Disable caching of GPG passphrases in the GPG agent (CryptoUtil 1/3)

[nabla-c0d3]

Status

Ready.

Description of Changes

This PR disables the caching of GPG passphrases by adding default-cache-ttl 0 to the GPG agent's config.

• This fixes a security issue where any GPG passphrase could be supplied to the GPG decryption code, as long as the corresponding decryption key's GPG passphrase was already in the GPG cache. The decryption code (more specifically the GPG binary) transparently retrieves from the cache the GPG passphrase for the right key, and then uses the key to decrypt the data. This happens regardless of what GPG passphrase was supplied by the caller.
• AFAIK this issue is currently unexploitable. Exploiting it would require another another bug in the securedrop server code that would allow a malicious source to "ask" the server to decrypt another source's files/replies.
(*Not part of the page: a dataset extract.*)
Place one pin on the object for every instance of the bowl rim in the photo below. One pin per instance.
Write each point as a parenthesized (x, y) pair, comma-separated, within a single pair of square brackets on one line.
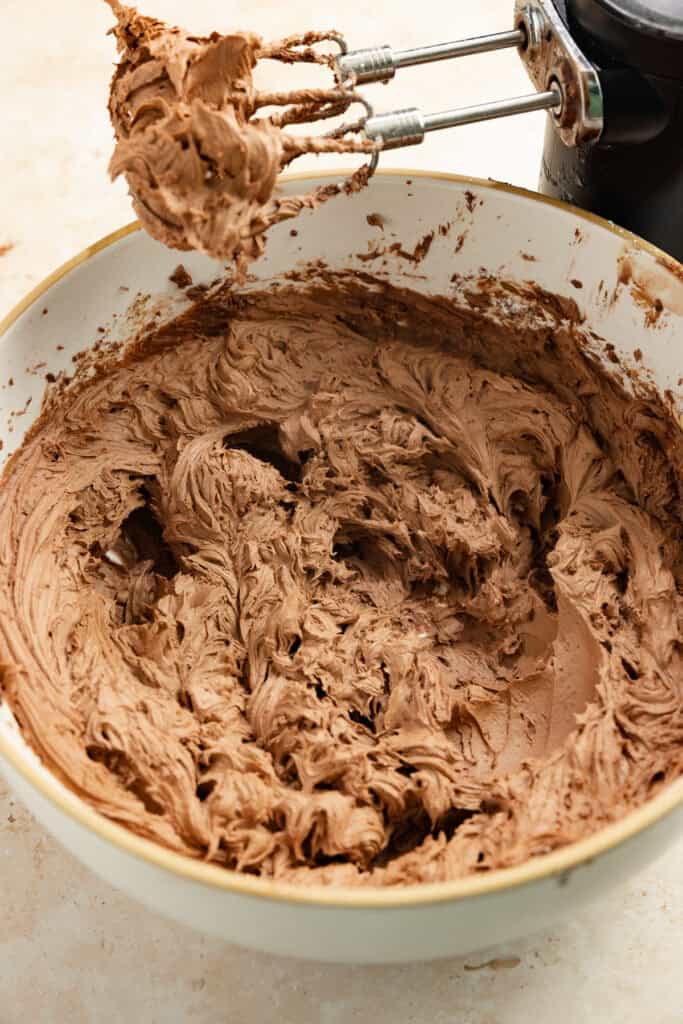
[(543, 866)]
In this scenario, the malicious source would not need to provide/guess the other source's GPG passphrase: the server would transparently retrieve it from its cache and decrypt the content; what this PR fixes.
• This is part 1 of a set of 3 PRs to refactor the GPG code.
  • Part 2: Use the existing GPG fixture in the functional tests (CryptoUtil 2/3) #6184
  • Part 3: Refactor encryption logic to fix type-checking and improve tests (CryptoUtil 3/3) #6160 . That PR contains unit tests to ensure that the correct GPG passphrase must supplied to the decryption code.

[zenmonkeykstop]

• Looks good based on visual review
• confirmed that /var/lib/securedrop/keys/gpg-agent.conf includes the new default-cache-ttl 0 line on both fresh prod installs (using debs built from this branch) and in the upgrade scenario.
• Confirmed reply functionality is unaffected.